If NIST CSF is the model of choice, he says, then metrics would be aligned to the six core functions: identify, protect, detect, respond, recover and govern.
Metrics can be grouped by purpose and scope, Achanta says. Those include:
- Operational vs. strategic. Operational metrics “reflect day-to-day security tasks, such as time to apply patches or alerts handled per day,” she says. “Strategic metrics translate security performance into business impact or risk, such as estimated cost of a breach or ROI of security investments.”
- Technical vs. people vs. process. Technical metrics “measure systems and tools, such percent of devices with up-to-date anti-virus. People metrics cover user behavior like phishing-click rates or training completion. And process metrics track procedures such as audit pass rates, incident response times or policy compliance,” Achanta says.
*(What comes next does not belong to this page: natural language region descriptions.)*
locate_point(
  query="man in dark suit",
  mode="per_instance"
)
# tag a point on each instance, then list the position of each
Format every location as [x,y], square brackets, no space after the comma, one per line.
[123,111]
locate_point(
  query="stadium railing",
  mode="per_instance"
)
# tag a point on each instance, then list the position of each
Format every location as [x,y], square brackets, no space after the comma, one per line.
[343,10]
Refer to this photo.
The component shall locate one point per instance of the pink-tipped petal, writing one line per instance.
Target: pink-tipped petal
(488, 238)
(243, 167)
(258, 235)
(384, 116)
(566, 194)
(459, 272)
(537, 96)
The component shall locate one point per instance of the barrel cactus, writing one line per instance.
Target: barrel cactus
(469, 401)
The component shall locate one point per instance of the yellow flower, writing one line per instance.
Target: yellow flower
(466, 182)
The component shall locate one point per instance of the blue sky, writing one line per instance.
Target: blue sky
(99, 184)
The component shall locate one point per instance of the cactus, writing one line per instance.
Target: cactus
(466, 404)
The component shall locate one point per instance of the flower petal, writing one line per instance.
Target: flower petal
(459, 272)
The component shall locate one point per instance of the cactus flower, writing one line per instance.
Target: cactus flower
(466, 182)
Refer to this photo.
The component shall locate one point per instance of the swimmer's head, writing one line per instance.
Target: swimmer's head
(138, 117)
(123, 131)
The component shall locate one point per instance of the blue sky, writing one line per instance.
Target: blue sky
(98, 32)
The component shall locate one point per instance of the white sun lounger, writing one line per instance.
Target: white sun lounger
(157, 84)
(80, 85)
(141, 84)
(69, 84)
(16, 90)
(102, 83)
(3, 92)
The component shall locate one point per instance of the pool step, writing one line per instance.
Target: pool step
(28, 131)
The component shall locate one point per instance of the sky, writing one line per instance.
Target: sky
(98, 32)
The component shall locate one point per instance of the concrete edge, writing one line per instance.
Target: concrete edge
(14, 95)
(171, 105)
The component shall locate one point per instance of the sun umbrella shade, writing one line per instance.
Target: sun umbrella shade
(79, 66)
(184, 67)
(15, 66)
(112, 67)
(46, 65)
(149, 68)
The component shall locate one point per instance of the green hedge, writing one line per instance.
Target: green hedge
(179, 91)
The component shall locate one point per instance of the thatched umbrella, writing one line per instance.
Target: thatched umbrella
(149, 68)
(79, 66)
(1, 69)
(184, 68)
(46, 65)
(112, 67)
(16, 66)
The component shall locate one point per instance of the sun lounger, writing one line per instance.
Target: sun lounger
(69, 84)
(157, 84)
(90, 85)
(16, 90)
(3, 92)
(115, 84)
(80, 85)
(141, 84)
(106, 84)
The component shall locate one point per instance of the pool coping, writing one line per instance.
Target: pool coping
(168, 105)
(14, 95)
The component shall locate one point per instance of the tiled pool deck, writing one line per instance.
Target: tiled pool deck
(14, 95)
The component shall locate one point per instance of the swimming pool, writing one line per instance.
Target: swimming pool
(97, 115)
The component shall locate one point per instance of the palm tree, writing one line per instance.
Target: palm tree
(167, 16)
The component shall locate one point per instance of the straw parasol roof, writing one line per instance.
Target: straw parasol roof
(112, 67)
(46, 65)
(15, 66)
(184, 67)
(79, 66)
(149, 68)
- Leading vs. lagging. Leading (input) metrics “gauge preventive efforts; for example, percentage of endpoints fully patched or percent of staff who have taken security training. Lagging (outcome) metrics record results, such as the number of successful breaches or system downtime after an attack,” she says.
- Risk and vulnerability metrics. These metrics measure exposure through unpatched systems or misconfigured networks.
- Compliance and governance metrics. These are used to prove an organization is meeting regulations, such as HIPAA, or state-specific requirements, Achanta says.
- User behavior and awareness metrics. These metrics measure whether employees are clicking on phishing emails or following security policies, she says.